Cada mañana veo más o menos lo mismo: los mismos padres que llevan a sus niños al colegio, los mismos autobuses pasando por las mismas esquinas, y los mismos empleados que fuman el primer cigarrillo del día antes de entrar a trabajar. Para mí no es una imagen desoladora ni deprimente, sino todo lo contrario. El mundo parece en orden porque el mundo "está" en orden, al menos en nuestra calle, al menos en la zona por donde discurre nuestra vida y que consideramos nuestro radio de acción. Y así es: todo está en orden, la rutina se repite, el operario de la limpieza barre la calle. Para mí eso es mucho. Un milagro, si lo pensamos bien.

Los románticos preferirían encontrarse a Rimbaud durmiendo la mona en el suelo, o intentando incendiar con un cóctel Molotov los edificios donde viven los cochinos burgueses, pero los que no somos románticos preferimos esta discreta sucesión del orden cotidiano, quizá porque sabemos lo difícil que es conseguir ese orden cotidiano. Para que todo eso sea posible, hace falta que mucha gente haga su trabajo sin preguntarse si sirve para algo o si es la clase de trabajo que le hubiera gustado hacer. Para que todo eso sea posible, la maquinaria administrativa tiene que seguir en movimiento, los relevos deben llegar a tiempo y el nuevo turno de guardia debe sustituir al anterior. Y para que eso sea posible, hay que pagar impuestos, recaudarlos, administrarlos y distribuirlos. Y hay que asegurarse de que todas las piezas estén en su sitio y de que siempre haya alguien pendiente de lo que ocurre. Pero la pieza esencial de la cadena es el operario de la limpieza, que tiene que levantarse a las seis de la mañana sin preguntarse si no estaría mejor tomándose una caipirinha en una playa del Brasil. Porque hace falta una Administración que se ocupe de garantizar el funcionamiento de una ciudad, pero nada sería posible sin la responsabilidad individual de la gente que hace su trabajo, un trabajo con frecuencia mal pagado o ignorado o despreciado. Ese operario del iPod, por ejemplo, que me saluda cada mañana con una inclinación de cabeza.

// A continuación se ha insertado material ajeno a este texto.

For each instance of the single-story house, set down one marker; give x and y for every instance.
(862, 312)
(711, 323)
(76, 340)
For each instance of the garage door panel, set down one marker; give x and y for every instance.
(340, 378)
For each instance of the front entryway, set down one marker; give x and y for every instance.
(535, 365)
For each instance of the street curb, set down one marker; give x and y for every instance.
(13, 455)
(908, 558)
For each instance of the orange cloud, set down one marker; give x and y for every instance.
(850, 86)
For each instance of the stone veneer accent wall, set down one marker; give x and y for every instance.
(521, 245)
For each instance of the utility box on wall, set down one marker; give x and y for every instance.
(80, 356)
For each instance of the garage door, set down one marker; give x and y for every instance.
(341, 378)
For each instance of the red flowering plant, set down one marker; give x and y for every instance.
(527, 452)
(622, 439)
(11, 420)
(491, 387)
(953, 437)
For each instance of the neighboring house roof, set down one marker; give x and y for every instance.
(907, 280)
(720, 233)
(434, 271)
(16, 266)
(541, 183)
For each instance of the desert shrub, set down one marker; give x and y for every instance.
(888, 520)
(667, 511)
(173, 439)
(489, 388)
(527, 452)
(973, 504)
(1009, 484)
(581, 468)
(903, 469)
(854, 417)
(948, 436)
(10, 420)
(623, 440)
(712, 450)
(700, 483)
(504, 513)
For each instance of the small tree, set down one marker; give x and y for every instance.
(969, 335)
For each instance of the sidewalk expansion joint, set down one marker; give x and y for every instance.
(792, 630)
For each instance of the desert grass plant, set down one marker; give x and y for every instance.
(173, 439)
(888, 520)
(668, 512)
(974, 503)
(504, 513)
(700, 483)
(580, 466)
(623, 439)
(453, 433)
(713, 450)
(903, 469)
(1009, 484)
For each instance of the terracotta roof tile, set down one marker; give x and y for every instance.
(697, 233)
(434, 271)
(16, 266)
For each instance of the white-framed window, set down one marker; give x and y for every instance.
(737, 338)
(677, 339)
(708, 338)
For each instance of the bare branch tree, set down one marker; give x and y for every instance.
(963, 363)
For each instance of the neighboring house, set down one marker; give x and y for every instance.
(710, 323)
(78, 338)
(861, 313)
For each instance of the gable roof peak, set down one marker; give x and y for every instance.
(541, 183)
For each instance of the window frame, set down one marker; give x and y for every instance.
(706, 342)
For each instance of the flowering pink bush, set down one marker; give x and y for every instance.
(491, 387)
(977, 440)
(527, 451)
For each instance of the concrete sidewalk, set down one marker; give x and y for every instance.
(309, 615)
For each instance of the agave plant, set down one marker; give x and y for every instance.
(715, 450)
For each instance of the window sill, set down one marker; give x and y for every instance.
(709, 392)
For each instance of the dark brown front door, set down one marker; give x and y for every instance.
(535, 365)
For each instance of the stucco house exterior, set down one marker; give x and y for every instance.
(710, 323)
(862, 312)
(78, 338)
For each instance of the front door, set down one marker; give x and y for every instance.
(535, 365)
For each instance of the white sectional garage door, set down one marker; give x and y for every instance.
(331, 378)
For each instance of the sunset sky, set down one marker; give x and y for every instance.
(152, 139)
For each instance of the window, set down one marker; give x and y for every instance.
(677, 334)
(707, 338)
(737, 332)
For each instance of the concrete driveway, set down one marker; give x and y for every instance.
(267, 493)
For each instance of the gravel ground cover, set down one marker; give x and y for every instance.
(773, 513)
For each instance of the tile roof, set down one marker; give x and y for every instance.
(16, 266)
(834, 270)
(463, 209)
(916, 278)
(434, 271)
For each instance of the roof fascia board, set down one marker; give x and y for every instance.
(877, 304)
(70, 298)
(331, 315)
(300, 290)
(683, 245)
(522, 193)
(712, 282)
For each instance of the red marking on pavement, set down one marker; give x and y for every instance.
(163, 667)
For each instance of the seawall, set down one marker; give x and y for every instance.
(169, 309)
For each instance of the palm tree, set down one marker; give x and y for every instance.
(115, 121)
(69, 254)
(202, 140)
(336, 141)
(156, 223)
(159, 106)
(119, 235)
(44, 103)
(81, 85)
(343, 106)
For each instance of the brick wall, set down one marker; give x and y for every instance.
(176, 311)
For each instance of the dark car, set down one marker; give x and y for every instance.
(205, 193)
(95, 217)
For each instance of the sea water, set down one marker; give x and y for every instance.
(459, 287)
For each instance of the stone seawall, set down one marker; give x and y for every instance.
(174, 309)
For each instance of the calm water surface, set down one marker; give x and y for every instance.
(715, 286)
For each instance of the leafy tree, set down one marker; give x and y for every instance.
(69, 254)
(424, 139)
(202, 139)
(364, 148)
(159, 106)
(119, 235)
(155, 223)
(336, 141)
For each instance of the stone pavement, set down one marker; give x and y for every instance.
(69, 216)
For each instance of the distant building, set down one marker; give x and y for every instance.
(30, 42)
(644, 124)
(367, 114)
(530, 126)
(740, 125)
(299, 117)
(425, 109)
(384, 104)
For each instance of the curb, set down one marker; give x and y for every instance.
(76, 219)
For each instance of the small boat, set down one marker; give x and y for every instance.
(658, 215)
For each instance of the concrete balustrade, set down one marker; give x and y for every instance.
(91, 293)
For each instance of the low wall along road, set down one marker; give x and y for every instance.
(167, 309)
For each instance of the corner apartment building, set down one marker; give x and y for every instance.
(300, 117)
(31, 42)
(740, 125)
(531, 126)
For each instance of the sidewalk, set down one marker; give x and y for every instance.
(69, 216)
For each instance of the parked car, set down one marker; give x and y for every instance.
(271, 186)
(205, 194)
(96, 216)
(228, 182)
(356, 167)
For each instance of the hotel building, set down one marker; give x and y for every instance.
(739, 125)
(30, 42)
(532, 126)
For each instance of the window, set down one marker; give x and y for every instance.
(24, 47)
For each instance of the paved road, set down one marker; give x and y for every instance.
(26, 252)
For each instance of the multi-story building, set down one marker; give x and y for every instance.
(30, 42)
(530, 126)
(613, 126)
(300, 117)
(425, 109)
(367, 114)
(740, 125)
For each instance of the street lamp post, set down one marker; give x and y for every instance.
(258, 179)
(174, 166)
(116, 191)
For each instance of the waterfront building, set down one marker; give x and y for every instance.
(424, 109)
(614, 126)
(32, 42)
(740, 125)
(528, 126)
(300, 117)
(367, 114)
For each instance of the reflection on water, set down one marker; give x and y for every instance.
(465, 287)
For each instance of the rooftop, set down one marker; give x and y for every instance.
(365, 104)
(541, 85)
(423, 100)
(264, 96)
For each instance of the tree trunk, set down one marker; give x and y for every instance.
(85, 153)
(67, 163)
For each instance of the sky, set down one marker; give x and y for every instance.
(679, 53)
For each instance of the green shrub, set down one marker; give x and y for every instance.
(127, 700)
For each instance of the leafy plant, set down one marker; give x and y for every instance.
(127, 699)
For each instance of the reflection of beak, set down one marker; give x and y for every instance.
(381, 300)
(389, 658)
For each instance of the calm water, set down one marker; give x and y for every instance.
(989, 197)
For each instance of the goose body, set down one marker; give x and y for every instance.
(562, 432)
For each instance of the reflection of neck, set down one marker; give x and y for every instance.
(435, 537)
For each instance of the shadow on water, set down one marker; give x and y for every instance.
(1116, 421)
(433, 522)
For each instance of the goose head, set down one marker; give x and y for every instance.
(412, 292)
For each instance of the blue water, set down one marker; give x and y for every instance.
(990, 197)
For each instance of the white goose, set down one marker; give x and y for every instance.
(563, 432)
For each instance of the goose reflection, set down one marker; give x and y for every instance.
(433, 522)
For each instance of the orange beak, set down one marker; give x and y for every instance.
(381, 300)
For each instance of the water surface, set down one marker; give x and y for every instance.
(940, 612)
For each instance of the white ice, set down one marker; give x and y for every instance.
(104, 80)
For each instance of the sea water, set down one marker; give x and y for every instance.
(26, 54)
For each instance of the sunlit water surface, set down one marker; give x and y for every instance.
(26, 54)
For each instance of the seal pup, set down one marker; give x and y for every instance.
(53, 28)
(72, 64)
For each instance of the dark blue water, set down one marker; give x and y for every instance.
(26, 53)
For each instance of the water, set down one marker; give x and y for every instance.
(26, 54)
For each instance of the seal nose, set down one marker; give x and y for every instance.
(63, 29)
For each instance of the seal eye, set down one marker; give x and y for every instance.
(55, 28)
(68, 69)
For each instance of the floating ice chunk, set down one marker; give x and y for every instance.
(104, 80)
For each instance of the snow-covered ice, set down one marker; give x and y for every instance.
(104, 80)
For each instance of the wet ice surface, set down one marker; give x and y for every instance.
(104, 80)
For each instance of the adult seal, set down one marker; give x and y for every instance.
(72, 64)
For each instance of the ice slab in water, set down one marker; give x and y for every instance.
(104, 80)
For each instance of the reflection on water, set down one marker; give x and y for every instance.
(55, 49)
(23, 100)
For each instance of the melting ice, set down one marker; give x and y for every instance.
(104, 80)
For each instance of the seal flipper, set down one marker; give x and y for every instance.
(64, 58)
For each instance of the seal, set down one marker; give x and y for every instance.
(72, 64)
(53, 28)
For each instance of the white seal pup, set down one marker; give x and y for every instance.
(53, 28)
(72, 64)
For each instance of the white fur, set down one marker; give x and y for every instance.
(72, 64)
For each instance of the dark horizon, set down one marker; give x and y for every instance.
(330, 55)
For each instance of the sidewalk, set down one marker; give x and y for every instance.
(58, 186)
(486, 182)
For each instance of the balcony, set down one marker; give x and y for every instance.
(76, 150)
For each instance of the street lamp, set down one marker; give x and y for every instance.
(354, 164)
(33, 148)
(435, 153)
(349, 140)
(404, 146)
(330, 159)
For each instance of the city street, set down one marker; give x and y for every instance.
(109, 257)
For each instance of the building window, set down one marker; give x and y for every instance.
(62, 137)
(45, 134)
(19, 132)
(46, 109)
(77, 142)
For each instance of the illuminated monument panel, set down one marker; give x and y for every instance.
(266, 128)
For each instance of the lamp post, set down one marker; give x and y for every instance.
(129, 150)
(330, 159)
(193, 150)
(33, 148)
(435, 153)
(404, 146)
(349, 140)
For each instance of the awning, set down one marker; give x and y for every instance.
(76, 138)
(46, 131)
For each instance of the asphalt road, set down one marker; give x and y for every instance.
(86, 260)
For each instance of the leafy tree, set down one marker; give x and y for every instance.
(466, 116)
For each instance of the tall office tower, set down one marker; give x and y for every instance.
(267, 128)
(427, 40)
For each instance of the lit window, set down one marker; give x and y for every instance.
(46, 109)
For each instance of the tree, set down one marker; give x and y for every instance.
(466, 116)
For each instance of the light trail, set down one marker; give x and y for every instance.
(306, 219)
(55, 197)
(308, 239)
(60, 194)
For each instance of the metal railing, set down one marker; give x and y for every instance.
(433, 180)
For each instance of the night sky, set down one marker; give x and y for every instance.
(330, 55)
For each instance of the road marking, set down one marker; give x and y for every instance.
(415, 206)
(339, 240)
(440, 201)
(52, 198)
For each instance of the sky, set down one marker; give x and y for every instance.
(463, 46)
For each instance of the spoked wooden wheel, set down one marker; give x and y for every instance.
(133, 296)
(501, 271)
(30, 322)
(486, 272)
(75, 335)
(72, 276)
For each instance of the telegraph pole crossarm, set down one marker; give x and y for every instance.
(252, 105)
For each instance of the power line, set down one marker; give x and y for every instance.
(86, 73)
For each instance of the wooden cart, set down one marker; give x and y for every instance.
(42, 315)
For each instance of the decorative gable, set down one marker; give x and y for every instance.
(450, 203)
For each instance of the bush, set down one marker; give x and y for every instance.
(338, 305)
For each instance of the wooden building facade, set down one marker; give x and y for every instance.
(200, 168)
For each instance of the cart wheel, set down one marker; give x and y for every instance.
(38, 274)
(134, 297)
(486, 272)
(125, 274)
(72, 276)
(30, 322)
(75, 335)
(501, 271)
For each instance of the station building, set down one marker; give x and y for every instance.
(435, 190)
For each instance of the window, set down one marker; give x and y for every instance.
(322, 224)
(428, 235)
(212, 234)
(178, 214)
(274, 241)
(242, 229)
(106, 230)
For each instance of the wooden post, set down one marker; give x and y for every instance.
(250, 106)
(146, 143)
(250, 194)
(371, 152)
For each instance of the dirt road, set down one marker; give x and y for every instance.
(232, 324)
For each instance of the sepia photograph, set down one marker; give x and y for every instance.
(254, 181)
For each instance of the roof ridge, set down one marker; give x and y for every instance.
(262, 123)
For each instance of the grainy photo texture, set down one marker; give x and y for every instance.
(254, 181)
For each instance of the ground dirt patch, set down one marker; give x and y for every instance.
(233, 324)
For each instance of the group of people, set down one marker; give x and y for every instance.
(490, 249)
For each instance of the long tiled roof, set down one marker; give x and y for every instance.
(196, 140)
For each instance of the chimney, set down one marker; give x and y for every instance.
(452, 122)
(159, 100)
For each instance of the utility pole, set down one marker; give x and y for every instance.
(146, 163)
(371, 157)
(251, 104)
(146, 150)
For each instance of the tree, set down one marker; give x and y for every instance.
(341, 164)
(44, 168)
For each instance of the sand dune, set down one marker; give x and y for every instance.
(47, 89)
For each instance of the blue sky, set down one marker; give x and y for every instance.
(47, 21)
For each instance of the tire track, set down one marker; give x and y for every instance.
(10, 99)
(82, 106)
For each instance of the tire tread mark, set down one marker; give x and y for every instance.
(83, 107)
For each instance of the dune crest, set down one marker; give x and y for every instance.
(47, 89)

A los vanguardistas les gustaba mucho la épica de la gran ciudad que se ponía en movimiento, y se extasiaban ante las chimeneas humeantes de las fábricas y el ruido de los tranvías que traqueteaban por las calles. Todo les parecía una escena divertida, como de atracción de feria, algo que parecía moverse solo y que sólo necesitaba de la magia del amanecer para hacerse realidad. Pero en realidad una ciudad funciona porque miles de personas oyen el despertador al mismo tiempo, y en vez de darse la vuelta en la cama y seguir soñando con las playas del Brasil, se ponen en pie y se sacuden el sueño y empiezan a ponerse en marcha. La vida es así. El despertar de una gran ciudad no tiene nada de épico. Es sólo un movimiento rutinario que todos repetimos porque estamos acostumbrados a hacerlo y porque quizá no seríamos capaces de dejarlo de hacer.

Así que suena el despertador, y nos levantamos, y vemos las mismas luces encendidas en las mismas ventanas, y nos ponemos en movimiento porque sabemos que los autobuses hacen su recorrido, y los colegios abren a las ocho menos cuarto de la mañana, y los técnicos revisan la tubería que tiene una fuga. Y salimos a la calle sabiendo que el operario de la limpieza estará en su sitio, con el iPod en marcha, esperando que pasemos para saludarnos con una inclinación de cabeza. Y seguimos adelante porque de algún modo, sin que sepamos muy bien por qué, no queremos faltar a la cita.